# Bioactive Set-up Help!



## -Jordan- (Nov 24, 2019)

Hi,
I am upgrading my Robust Velvet Gecko set-up to a bioactive one, however as someone who isn't very familiar with plants I was wandering if anyone could recommend certain plants that would do well in these conditions; 80% humidity, average temp 28 degrees, the substrate will be a combination of Coco Peat and Natural Fertilizer. The size of the set-up is 18" x 18" x 36". I plan on having a Bromeliad (Epiphytes) as a natural water source if it works in the enclosure. If you can help me out that would be fantastic. 

Cheers -Jordan-


----------



## Ella C (Nov 24, 2019)

Sure thing 
Ferns of literally all kind (Birds nest, lemon butter, etc)
Bromeliads, calathea, begonia, devil's ivy, parlour palm, lucky bamboo, fruit-salad plant (Will quickly grow big, however,) earth stars, peace Lillies, anthurium, orchids, climbing ficus, English ivy, snake plant, spider plant, and moss.

Please post some photos!!

I recommend adding a bit of orchid bark, charcoal and sand to the substrate, it provides good humidity, and grip for plant roots.

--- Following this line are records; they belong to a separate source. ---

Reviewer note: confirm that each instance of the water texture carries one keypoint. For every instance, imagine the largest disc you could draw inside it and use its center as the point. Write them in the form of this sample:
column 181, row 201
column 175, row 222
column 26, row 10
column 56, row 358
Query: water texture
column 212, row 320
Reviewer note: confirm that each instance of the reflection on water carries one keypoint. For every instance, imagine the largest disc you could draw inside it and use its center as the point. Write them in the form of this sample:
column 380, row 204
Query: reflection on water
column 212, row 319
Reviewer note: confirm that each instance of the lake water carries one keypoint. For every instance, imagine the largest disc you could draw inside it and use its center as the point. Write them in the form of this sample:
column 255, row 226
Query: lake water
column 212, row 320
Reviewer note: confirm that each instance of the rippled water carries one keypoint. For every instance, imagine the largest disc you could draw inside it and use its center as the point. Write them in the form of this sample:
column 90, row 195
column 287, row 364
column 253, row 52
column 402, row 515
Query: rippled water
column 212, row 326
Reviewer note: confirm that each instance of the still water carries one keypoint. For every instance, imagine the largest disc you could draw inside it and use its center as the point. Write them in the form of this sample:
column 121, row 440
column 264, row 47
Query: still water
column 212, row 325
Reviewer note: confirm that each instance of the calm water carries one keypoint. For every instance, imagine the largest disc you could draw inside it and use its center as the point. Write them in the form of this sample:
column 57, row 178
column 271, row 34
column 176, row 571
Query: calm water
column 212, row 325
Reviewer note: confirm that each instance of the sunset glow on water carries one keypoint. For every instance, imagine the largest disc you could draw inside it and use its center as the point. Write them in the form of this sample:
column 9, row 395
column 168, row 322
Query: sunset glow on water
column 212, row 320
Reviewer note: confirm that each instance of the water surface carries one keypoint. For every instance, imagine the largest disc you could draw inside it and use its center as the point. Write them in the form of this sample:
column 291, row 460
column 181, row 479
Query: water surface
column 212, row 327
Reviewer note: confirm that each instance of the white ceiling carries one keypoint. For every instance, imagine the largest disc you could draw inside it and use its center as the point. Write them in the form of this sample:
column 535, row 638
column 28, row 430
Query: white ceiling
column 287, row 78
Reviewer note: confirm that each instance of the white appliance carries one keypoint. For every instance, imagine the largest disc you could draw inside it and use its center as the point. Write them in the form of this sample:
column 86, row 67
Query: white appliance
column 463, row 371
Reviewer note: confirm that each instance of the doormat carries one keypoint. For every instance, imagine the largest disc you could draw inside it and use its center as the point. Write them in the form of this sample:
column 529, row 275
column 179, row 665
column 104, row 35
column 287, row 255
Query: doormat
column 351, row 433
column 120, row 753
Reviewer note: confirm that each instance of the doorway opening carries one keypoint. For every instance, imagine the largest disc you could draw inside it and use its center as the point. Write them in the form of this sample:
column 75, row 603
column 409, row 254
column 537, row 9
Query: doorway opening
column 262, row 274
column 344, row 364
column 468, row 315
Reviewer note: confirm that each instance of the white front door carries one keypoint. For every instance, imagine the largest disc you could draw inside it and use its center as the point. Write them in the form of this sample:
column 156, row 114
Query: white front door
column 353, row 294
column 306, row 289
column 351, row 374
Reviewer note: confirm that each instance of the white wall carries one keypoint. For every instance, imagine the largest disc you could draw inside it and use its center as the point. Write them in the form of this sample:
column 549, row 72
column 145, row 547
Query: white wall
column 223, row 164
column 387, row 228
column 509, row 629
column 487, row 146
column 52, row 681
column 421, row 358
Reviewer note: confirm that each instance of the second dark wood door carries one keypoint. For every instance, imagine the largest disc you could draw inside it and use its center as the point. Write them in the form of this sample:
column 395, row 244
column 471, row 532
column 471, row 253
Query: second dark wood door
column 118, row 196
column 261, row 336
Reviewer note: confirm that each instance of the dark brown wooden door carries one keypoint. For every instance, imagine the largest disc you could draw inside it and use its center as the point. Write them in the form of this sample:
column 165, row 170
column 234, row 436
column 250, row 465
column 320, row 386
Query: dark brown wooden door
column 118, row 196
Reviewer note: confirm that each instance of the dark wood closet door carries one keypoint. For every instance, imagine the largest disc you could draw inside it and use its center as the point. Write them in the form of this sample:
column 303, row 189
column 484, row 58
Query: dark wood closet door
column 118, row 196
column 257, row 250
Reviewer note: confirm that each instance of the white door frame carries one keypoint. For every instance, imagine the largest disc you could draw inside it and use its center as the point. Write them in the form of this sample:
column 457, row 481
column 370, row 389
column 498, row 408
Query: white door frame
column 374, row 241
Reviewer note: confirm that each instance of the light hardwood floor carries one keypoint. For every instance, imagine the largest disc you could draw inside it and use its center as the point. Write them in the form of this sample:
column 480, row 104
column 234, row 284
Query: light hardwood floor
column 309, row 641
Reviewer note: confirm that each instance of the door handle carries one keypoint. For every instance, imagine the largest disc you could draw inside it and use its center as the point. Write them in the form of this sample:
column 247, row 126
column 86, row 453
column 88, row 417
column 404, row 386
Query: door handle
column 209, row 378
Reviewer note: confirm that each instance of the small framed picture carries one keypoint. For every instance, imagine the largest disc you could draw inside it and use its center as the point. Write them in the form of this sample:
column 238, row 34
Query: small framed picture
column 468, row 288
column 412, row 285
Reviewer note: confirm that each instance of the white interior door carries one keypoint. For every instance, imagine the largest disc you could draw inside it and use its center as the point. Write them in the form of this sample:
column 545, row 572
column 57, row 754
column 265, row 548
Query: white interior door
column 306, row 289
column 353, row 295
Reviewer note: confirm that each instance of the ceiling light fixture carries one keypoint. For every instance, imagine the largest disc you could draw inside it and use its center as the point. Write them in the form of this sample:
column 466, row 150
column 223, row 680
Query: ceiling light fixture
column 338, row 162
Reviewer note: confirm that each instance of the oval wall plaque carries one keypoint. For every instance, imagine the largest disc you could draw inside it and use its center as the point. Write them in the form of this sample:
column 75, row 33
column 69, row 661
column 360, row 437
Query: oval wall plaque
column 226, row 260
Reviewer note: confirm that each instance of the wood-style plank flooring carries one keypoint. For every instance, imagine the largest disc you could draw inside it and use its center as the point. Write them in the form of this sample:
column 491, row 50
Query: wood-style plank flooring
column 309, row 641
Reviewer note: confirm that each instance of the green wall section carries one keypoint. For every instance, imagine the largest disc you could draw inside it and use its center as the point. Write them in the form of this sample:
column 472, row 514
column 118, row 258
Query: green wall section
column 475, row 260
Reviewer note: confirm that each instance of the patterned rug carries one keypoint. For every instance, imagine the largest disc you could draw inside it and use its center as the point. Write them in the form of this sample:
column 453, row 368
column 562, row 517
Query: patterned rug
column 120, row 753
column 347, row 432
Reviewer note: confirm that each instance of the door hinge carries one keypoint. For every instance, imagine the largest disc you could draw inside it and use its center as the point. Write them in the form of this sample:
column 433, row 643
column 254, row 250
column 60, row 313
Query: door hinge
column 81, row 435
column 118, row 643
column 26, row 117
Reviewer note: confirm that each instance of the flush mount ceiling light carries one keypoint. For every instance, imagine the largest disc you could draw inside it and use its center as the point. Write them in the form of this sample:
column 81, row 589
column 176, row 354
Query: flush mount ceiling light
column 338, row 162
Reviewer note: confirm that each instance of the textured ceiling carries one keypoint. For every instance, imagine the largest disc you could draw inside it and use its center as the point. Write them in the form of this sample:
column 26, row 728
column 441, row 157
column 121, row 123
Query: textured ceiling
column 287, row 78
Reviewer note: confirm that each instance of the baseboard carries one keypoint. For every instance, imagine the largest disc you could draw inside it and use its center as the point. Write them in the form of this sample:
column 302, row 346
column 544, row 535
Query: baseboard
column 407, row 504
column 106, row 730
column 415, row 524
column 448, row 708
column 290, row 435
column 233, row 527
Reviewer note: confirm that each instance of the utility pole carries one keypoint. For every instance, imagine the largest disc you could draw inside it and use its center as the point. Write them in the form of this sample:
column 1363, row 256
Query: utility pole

here's a photo of my bioactive


----------



## nick_75 (Nov 25, 2019)

Hi Jordan,

Have a look at this website http://www.wallumnurseries.com/. Plants are categorized by habitat. The habitat that Robust Velvet Geckos occur in the wild is Dry Sclerophyll Forest, look for plants in that habitat on the website.

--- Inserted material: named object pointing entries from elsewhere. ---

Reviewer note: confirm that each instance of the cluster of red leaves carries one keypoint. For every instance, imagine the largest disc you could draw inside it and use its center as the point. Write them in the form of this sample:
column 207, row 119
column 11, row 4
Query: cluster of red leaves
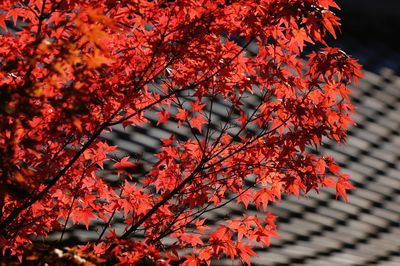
column 72, row 69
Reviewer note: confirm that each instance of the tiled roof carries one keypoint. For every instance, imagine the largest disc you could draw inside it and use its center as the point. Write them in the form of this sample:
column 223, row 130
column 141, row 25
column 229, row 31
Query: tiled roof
column 319, row 230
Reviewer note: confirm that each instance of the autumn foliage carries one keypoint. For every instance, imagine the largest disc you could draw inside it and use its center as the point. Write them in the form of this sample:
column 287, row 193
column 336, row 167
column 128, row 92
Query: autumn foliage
column 70, row 70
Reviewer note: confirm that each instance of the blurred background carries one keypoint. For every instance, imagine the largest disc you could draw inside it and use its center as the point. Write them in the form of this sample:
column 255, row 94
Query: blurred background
column 319, row 230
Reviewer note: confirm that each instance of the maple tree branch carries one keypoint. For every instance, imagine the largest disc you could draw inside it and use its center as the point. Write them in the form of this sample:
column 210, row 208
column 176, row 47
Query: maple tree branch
column 135, row 226
column 72, row 205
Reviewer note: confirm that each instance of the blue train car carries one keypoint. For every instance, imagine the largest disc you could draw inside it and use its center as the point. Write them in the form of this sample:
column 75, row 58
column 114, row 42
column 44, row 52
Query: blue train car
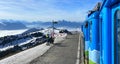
column 86, row 43
column 94, row 49
column 110, row 32
column 103, row 33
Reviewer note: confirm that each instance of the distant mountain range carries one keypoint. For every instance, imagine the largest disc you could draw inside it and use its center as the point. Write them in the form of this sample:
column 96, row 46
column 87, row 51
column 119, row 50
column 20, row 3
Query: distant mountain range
column 11, row 25
column 14, row 25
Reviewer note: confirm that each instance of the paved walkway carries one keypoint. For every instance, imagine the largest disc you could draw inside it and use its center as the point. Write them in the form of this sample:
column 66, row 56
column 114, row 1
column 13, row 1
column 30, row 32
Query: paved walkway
column 64, row 52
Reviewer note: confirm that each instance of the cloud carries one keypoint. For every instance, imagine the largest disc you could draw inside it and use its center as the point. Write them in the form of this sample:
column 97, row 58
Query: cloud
column 45, row 9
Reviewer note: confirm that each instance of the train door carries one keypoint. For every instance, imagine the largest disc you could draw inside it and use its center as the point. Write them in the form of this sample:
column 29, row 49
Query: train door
column 117, row 37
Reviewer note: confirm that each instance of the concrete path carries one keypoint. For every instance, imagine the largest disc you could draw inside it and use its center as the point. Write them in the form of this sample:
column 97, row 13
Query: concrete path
column 64, row 52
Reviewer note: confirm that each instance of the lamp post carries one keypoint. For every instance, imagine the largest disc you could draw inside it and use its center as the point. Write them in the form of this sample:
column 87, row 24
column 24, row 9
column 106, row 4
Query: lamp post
column 53, row 22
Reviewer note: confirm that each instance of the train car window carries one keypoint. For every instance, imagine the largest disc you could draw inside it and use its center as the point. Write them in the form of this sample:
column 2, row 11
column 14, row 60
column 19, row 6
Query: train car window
column 117, row 36
column 91, row 31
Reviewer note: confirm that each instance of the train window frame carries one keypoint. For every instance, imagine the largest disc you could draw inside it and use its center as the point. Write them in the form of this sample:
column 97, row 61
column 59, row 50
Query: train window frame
column 116, row 36
column 90, row 31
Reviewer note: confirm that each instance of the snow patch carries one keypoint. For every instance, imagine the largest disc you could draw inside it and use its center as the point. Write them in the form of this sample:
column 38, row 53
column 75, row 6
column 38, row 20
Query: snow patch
column 11, row 32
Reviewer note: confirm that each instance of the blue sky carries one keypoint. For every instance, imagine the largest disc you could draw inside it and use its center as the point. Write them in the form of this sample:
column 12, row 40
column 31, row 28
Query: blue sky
column 46, row 10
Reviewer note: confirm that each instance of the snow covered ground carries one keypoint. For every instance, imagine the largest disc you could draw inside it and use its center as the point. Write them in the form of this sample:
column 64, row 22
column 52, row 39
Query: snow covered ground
column 28, row 55
column 11, row 32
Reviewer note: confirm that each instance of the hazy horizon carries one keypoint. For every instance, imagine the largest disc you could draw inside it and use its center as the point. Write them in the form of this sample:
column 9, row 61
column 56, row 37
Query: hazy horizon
column 46, row 10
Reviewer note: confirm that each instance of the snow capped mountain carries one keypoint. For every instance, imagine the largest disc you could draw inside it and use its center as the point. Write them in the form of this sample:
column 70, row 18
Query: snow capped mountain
column 11, row 25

I have no idea myself, having never kept geckos but considering the area and the habitat that these geckos occur in the wild (Dry Sclerophyll Forest in SE QLD). Why are you keeping such high humidity?

Regards,
Nick


----------



## -Jordan- (Nov 29, 2019)

Hello,
Thanks for the recommendations Ella C and Nick. Sorry for the late response, just been very busy. This has helped me a lot, also the humidity I specified was supposed to be 50% - 80%. I had asked on another forum about what were the best requirements for Robust Velvet Gecko's as there isn't many care sheets online for this particular species.

Cheers, -Jordan-


----------